The division shall prescribe forms required under these rules and regulations and, upon request, furnish such forms to any interested person requiring use of same.

Supplemental Information

Authorized By: 1509.03, 1509.17, 1509.23
Amplifies: 1509.01, 1509.02, 1509.03, 1509.05, 1509.06, 1509.10, 1509.12, 1509.17, 1509.18, 1509.23
Five Year Review Date: 1/1/2026
Prior Effective Dates: 11/1/1967, 4/15/2004, 8/1/2012
Rule 1501:9-1-02 | Permits.
 

(A) Application for permit--supplementary statutory requirements:

(1) The date of application;

(2) Designation of the well by name and number;

(3) The plan for disposal of water and other waste substances resulting from, obtained, or produced in connection with exploration, drilling, or production of oil or gas. The plan for disposal of salt water shall include identification of any disposal well or disposal wells to be used. A statement that one of the named disposal wells on the application shall be used, is sufficient. Where the applicant finds that the disposal well to be used is different from that indicated on the permit, the applicant shall so notify the division immediately in writing. The plan for disposal may include such other methods as are approved by the chief. Such plan shall include the name of the person or company disposing of the salt water and the ultimate location of its disposal. Any change in the plan for disposal shall be timely submitted to the chief.
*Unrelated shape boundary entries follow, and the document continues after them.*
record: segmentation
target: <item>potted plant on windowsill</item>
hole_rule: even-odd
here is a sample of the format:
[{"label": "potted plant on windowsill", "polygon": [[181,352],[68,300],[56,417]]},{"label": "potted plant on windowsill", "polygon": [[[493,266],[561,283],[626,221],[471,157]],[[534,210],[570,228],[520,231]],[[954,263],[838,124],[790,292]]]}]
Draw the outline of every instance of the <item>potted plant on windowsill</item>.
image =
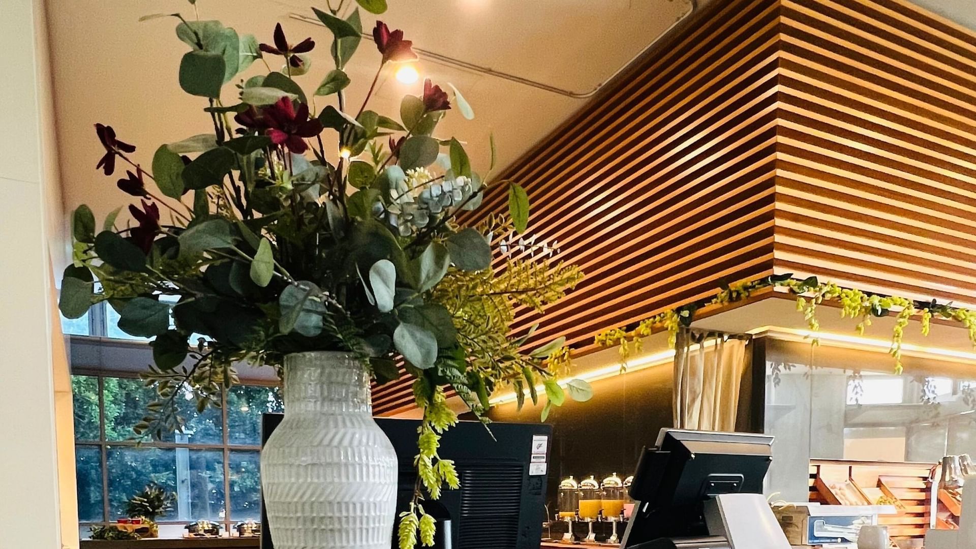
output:
[{"label": "potted plant on windowsill", "polygon": [[[374,13],[386,5],[358,1]],[[372,421],[370,380],[402,375],[414,380],[423,421],[420,483],[398,537],[401,547],[429,542],[433,521],[421,500],[459,482],[437,452],[457,421],[446,391],[486,423],[489,396],[503,386],[521,405],[544,383],[544,413],[560,403],[553,371],[567,357],[563,340],[540,345],[532,330],[516,337],[509,326],[516,308],[543,312],[581,277],[537,254],[493,249],[525,231],[528,198],[494,181],[491,167],[481,177],[461,141],[433,137],[449,112],[473,116],[457,89],[452,97],[427,80],[394,116],[368,108],[382,71],[416,59],[401,31],[376,24],[377,77],[361,106],[347,108],[344,67],[361,28],[358,9],[346,19],[340,9],[314,10],[333,34],[335,68],[312,93],[299,84],[310,37],[290,42],[278,25],[259,44],[215,21],[143,18],[180,19],[187,49],[180,86],[201,98],[199,115],[214,130],[162,145],[145,169],[134,146],[96,126],[104,147],[98,168],[110,176],[125,165],[118,187],[139,198],[129,206],[135,223],[119,228],[116,211],[97,231],[92,211],[77,208],[61,287],[65,317],[106,300],[121,329],[152,338],[155,363],[143,377],[159,399],[139,435],[181,429],[175,404],[184,389],[200,410],[219,405],[237,363],[280,369],[286,416],[263,452],[262,484],[281,549],[389,546],[396,456]],[[256,60],[267,70],[245,79]],[[329,105],[313,111],[313,97]],[[491,186],[507,186],[510,216],[459,226]],[[206,339],[191,347],[192,334]],[[584,382],[571,389],[589,398]]]}]

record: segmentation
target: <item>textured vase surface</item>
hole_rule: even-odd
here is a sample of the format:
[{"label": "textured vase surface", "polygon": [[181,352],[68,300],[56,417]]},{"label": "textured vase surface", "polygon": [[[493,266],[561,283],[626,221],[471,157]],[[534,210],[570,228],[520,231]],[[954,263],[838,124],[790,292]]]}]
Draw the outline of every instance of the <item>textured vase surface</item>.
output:
[{"label": "textured vase surface", "polygon": [[275,549],[389,549],[396,453],[345,353],[285,358],[285,417],[261,454]]}]

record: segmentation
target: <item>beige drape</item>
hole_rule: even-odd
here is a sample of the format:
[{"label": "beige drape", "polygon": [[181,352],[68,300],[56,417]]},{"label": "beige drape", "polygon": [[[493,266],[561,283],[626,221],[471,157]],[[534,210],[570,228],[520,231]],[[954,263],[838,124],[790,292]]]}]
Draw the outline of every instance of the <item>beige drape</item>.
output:
[{"label": "beige drape", "polygon": [[674,354],[674,427],[733,432],[748,336],[681,328]]}]

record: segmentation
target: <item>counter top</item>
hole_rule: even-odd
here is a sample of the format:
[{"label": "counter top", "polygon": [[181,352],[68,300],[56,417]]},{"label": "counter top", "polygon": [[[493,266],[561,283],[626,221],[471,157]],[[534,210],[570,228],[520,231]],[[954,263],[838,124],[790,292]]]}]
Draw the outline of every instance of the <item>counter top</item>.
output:
[{"label": "counter top", "polygon": [[257,537],[206,537],[186,538],[147,538],[147,539],[82,539],[81,549],[228,549],[257,548],[261,539]]}]

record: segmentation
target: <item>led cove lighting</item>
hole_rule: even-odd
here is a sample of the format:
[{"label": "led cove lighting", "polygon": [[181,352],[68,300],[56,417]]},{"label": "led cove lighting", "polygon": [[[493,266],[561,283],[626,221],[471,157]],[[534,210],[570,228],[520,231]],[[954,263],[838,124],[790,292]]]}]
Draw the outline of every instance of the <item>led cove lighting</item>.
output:
[{"label": "led cove lighting", "polygon": [[413,63],[407,63],[396,69],[396,79],[404,84],[413,84],[421,77],[421,73]]}]

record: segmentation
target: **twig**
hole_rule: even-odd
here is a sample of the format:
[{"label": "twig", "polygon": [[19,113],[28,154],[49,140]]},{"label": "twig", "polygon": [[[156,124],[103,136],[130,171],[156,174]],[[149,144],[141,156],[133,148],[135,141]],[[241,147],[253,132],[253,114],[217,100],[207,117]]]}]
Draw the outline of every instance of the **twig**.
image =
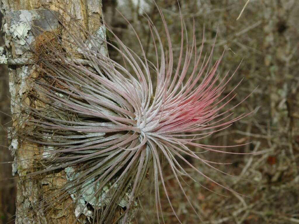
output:
[{"label": "twig", "polygon": [[237,18],[237,20],[240,19],[240,17],[241,17],[241,15],[242,15],[242,13],[243,13],[243,12],[244,11],[244,10],[245,10],[245,8],[246,7],[246,6],[247,6],[247,5],[248,4],[248,3],[249,3],[249,1],[250,1],[250,0],[248,0],[248,1],[246,2],[246,3],[245,3],[245,5],[244,6],[244,7],[243,7],[243,9],[242,9],[242,11],[241,11],[241,13],[240,13],[240,15],[239,15],[239,16],[238,16],[238,18]]}]

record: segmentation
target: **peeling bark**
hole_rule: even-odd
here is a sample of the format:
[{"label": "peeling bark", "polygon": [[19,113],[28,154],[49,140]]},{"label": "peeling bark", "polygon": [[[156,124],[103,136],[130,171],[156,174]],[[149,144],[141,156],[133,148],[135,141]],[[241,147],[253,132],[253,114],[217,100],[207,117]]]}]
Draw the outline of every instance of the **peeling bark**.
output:
[{"label": "peeling bark", "polygon": [[[10,60],[27,61],[32,56],[28,44],[34,42],[35,37],[41,33],[41,30],[50,31],[59,28],[57,16],[63,12],[59,10],[59,7],[63,8],[64,10],[76,18],[78,22],[91,33],[98,30],[100,25],[101,0],[1,0],[0,4],[4,16],[2,29],[5,33],[6,51],[6,58],[2,59],[8,60],[9,64]],[[64,16],[67,19],[67,16]],[[35,29],[35,27],[39,28]],[[74,29],[73,27],[67,28]],[[65,30],[62,32],[64,37],[69,38]],[[37,75],[34,66],[17,63],[14,65],[10,64],[9,65],[8,73],[11,95],[12,130],[16,130],[24,127],[25,125],[20,119],[22,108],[32,102],[32,98],[30,97],[30,94],[32,96],[33,94],[36,94],[30,92],[28,78],[37,77]],[[39,153],[35,146],[21,142],[13,134],[11,134],[10,137],[10,149],[15,161],[31,159]],[[32,160],[18,162],[14,164],[13,172],[19,175],[24,175],[26,174],[26,171],[32,170],[34,165]],[[70,197],[63,203],[54,204],[46,212],[41,208],[29,213],[27,211],[34,207],[45,195],[57,190],[66,181],[63,171],[48,175],[41,179],[29,177],[19,178],[16,223],[71,223],[76,218],[74,205],[69,207],[64,212],[62,210],[65,203],[71,203]],[[45,202],[45,204],[46,203]],[[88,223],[86,217],[80,217],[80,219],[82,223]]]}]

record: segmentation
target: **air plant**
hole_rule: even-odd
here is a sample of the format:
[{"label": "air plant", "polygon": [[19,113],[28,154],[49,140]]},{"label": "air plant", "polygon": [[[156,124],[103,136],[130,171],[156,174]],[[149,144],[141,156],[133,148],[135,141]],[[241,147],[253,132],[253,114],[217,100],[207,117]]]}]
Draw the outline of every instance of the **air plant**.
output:
[{"label": "air plant", "polygon": [[[79,34],[69,31],[74,40],[68,44],[76,49],[71,51],[59,33],[54,32],[52,39],[56,43],[43,42],[38,49],[33,49],[40,76],[31,88],[43,96],[36,100],[43,104],[31,105],[26,109],[30,118],[25,122],[26,134],[23,130],[19,135],[25,141],[41,146],[39,155],[34,159],[42,166],[26,175],[64,169],[68,181],[58,192],[41,202],[42,204],[56,196],[43,205],[45,209],[70,194],[77,203],[87,194],[77,220],[91,204],[95,210],[94,223],[112,223],[116,207],[125,198],[126,209],[121,222],[126,223],[138,206],[136,199],[143,184],[151,179],[158,220],[162,211],[161,181],[163,194],[181,223],[164,182],[162,158],[197,214],[180,179],[185,176],[196,181],[183,167],[182,161],[199,175],[222,185],[193,165],[184,155],[217,170],[212,164],[218,163],[204,159],[198,153],[245,154],[221,151],[217,149],[220,146],[198,143],[248,115],[232,117],[232,110],[239,104],[223,111],[235,96],[234,93],[240,83],[223,96],[233,74],[228,73],[223,77],[217,74],[223,55],[212,65],[212,53],[203,55],[203,41],[198,52],[194,26],[192,43],[187,39],[185,42],[185,27],[181,17],[180,50],[178,58],[174,58],[166,23],[158,10],[167,46],[163,45],[159,32],[148,18],[155,63],[147,59],[142,40],[134,29],[141,56],[103,25],[102,28],[113,36],[117,45],[107,42],[105,36],[93,35],[75,23],[83,37],[88,37],[88,43]],[[124,65],[103,53],[99,40],[121,55]],[[175,60],[178,65],[174,67]],[[68,176],[70,169],[76,174]],[[148,177],[149,174],[152,174],[152,178]]]}]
(4) An affidavit that the applicant is the owner as defined in section 1509.01 of the Revised Code;

(5) A map showing:

(a) The subject tract of land or drilling unit upon which the well is to be drilled and property lines with surface and mineral owner name(s) within;

(b) The location of the proposed well on the subject tract of land or drilling unit established by a field survey showing the distances in feet from the proposed well site to the boundary lines of the subject tract or drilling unit, and to the nearest permanent geographic subdivision boundaries.

The proposed well location also shall be designated by plane coordinates as provided by Chapter 157. of the Revised Code (Ohio coordinate system. Indicate if the coordinates are NAD 27 or NAD 83.) Coordinates may be established by map scale to the nearest fifty feet or by GPS;

(c) Location of drilling or producing wells, which are within the distances required according to depth of drilling as set forth in rule 1501:9-1-04 of the Administrative Code, and a showing of the distances between such drilling or producing wells and the proposed well;

(d) The location of all buildings, public roads, railroads and streams within two hundred feet of the proposed well site, and their distances from the proposed well site;

(e) A title block to the map certifying the above information and including the applicants name, well name, county, civil township, permanent geographic subdivisions (section, lot and/or tract) and surface elevation for the well location, USGS quadrangle name, date map prepared, name of surveyor preparing the map and phone number, and map scale;

(f) If the proposed well is to be in an urbanized area, the map shall include the name of the urbanized area in addition to the original civil township name;

An additional color map (three copies) based on aerial photography, where available, at a scale of one inch to one hundred feet or one inch to two hundred feet showing the location of the tank battery, access road, and gas sales line and a five hundred foot radius around the well location;

As an overlay on the base aerial map, include three additional copies of the map including topographic contours (where available); and

(6) A casing plan and cementing plan showing how the owner proposes to drill and construct the well consistent with the best available geologic information in the vicinity of the proposed wellbore and with the requirements of rule 1501:9-1-08 of the Administrative Code, including at least the following:

(a) The name and anticipated depth of all zones to be tested or produced;

(b) The estimated total depth of the wellbore;

(c) The anticipated diameter of each wellbore segment;

(d) The proposed casing type, outside diameter, and setting depth for each proposed casing string;

(e) Proposed cement volumes for each casing string; and

(f) Whether the owner plans to stimulate any permitted hydrocarbon zone by hydraulic fracturing.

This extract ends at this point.